I will improve this in the future.

About patch
  Please execute make zip (or make fullzip) after applying
the patch to the source file.

  There is in .rockbox/codepages folder
when is unziped, and copy this file onto your player's
(The search result doesn't correct if there is no

About search result
1) It is considered that the character that is the difference
   of the uppercase, titlecase and the lowercase is the same.
eg. A = a, Ω = ω

2) It is considered that the character with the pronunciation sign
(accent, umlaut, etc.) is the same as the character to which these are not attached.
eg. A = Á

3) The combination character is considered to be a character that divides into each character.
  eg. Π= O E

4) Only Japanese: the Hiragana, the halfwidth Katakana are considered to be the same character as the fullwidth Katakana.
eg. あ = ア, ア = ア
This task depends upon

Comment by Frank Gevaerts (fg) - Sunday, 09 November 2008, 15:39 GMT
Some comments:
- It's not clear to me that 1) is a problem, and I think that 2) is actually desired behaviour (i.e. if I explicitely ask for an accent, I want to get it)
- Such tables need to be language dependent for them to work properly in all cases (Have a look at e.g. I,i in Turkish, but I think that the problem is likely to be more general)
- How do you handle things like ue vs ü? Again, this is language dependent (I'm not called Gevärts)
- This is going to add a significant chunk to the core RAM usage

One complication with all the language-dependedness is that it's also not always clear if it depends on the UI language or the tag language.
Comment by Yoshihisa Uchida (Uchida) - Wednesday, 10 December 2008, 11:20 GMT
I am sorry for very late the answer.

My patch file was updated.
- The usage of the memory was changed to an efficient method.
- It was corrected that the user was able to select the mapping rule.
Settings > General Settings > Database
New menu "Tag string mapping rule" add.
- "Ignore diacritial mark"
If you select "Yes", then it is considered that à = a. (default)
If you select "No", then à != a.

- "Umlaut mapping mode"
If you select "ä -> ä", then it is considered that ä != a, ae, ë != e, ee, ï != i, ie, ü != u, ue, ö != o, oe.
If you select "ä -> a", then it is considered that ä = a, ë = e, ï = i, ü = u, ö = o. (default)
If you select "ä -> ae", then it is considered that ä = ae, ë = ee, ï = ie, ü = ue, ö = oe.
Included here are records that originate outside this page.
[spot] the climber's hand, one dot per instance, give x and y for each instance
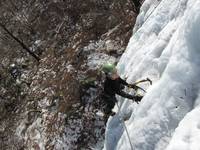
(137, 99)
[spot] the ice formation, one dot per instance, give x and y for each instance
(165, 46)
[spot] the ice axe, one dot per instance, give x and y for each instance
(144, 80)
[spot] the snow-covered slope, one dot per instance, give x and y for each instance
(165, 47)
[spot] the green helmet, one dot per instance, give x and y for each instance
(108, 68)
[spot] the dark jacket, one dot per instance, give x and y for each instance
(112, 87)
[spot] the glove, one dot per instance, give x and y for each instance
(137, 99)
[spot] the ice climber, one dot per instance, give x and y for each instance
(113, 84)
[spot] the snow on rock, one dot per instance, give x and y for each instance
(165, 48)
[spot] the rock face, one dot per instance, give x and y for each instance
(51, 104)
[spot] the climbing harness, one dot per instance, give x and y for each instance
(135, 87)
(125, 127)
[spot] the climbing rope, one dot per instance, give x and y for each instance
(125, 128)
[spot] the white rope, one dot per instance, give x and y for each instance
(125, 127)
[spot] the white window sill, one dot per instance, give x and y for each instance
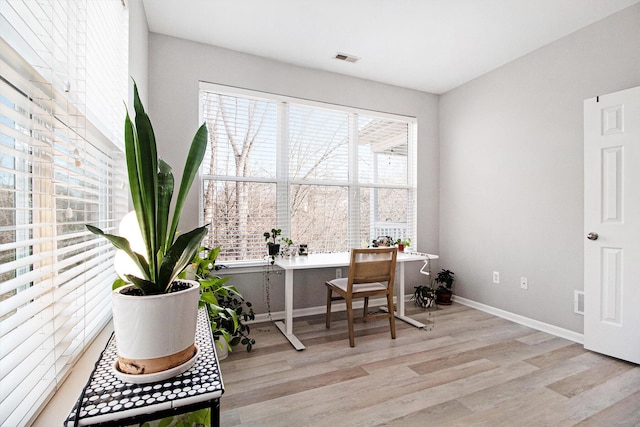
(62, 401)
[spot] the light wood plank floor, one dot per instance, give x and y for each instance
(467, 368)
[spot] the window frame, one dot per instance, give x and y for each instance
(282, 180)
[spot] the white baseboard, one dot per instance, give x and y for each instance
(535, 324)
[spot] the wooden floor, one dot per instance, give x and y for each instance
(467, 368)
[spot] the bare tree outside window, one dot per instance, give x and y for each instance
(275, 164)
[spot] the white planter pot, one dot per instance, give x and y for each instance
(157, 332)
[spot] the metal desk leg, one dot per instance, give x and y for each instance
(215, 412)
(400, 313)
(286, 327)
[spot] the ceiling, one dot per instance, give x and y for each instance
(428, 45)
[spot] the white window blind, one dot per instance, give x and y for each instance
(58, 172)
(331, 177)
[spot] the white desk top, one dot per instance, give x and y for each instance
(338, 259)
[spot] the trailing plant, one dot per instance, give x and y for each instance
(424, 296)
(152, 183)
(227, 309)
(444, 279)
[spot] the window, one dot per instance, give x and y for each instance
(328, 176)
(58, 171)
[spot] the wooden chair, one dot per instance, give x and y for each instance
(371, 273)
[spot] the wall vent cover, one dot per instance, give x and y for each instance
(346, 57)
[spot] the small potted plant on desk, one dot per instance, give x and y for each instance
(402, 244)
(273, 246)
(444, 279)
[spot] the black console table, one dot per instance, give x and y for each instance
(109, 401)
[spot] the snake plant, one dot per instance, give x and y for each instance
(151, 183)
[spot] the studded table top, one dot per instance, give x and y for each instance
(106, 398)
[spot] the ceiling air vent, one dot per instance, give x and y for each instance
(346, 57)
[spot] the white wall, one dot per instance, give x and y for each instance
(511, 169)
(138, 51)
(175, 68)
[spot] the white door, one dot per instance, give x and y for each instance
(612, 224)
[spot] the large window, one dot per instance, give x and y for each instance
(328, 176)
(59, 170)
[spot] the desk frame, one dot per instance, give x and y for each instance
(313, 261)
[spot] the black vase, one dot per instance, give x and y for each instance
(273, 249)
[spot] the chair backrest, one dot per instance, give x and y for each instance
(372, 265)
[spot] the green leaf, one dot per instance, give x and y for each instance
(147, 287)
(123, 244)
(165, 193)
(118, 283)
(179, 255)
(146, 158)
(194, 158)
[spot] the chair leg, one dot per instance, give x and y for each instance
(352, 341)
(328, 315)
(392, 318)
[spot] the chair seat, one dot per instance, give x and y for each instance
(371, 274)
(359, 287)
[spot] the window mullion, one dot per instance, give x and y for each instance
(283, 215)
(353, 230)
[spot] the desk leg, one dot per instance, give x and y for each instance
(400, 313)
(215, 413)
(286, 327)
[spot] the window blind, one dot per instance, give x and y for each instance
(331, 177)
(58, 172)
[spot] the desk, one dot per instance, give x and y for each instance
(289, 265)
(108, 401)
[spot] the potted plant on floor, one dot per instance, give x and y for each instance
(444, 279)
(154, 314)
(227, 309)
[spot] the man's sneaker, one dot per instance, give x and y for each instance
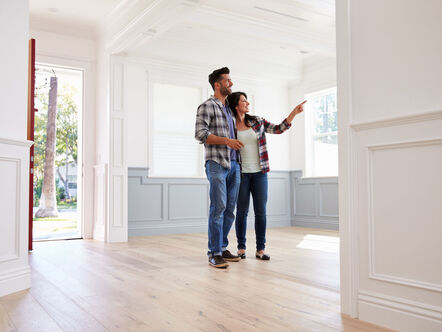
(229, 257)
(218, 261)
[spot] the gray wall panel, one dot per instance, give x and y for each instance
(188, 201)
(181, 205)
(315, 202)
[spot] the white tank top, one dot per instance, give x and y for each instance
(249, 153)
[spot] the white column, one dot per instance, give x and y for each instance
(117, 228)
(14, 149)
(390, 146)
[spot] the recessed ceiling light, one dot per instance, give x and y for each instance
(281, 14)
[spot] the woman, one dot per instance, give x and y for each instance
(255, 165)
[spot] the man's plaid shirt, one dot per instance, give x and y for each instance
(261, 126)
(210, 119)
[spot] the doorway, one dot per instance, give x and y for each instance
(57, 155)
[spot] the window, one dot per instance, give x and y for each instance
(175, 150)
(322, 134)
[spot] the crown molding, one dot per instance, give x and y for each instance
(397, 121)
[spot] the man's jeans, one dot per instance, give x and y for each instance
(255, 183)
(224, 187)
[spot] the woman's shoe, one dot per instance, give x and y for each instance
(242, 254)
(262, 256)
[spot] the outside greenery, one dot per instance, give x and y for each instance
(67, 96)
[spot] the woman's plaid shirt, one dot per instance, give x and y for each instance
(210, 119)
(261, 126)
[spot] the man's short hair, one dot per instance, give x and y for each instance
(216, 76)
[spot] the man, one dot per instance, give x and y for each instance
(215, 128)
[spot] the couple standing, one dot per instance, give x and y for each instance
(225, 128)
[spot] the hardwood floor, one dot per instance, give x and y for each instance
(164, 283)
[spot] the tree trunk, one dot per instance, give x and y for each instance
(66, 187)
(65, 183)
(48, 201)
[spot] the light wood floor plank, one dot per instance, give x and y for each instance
(164, 283)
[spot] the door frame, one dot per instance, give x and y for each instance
(86, 155)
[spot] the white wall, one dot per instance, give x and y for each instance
(14, 149)
(390, 143)
(14, 69)
(64, 46)
(78, 53)
(315, 77)
(270, 101)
The mapping rule of each language was not prepared.
It is because the music file written in the language in various countries is obtained, and there is a possibility of hearing it with Rockbox.

A lot of mapping rules might come out. It will think about another method again at that time.

Moreover, please give the comment to me when there is a noticed point.
Comment by Yoshihisa Uchida (Uchida) - Friday, 10 July 2009, 14:52 GMT
sync r21743.
Comment by Yoshihisa Uchida (Uchida) - Friday, 10 July 2009, 14:54 GMT
sorry, send patch file wrong. I send correct patch file.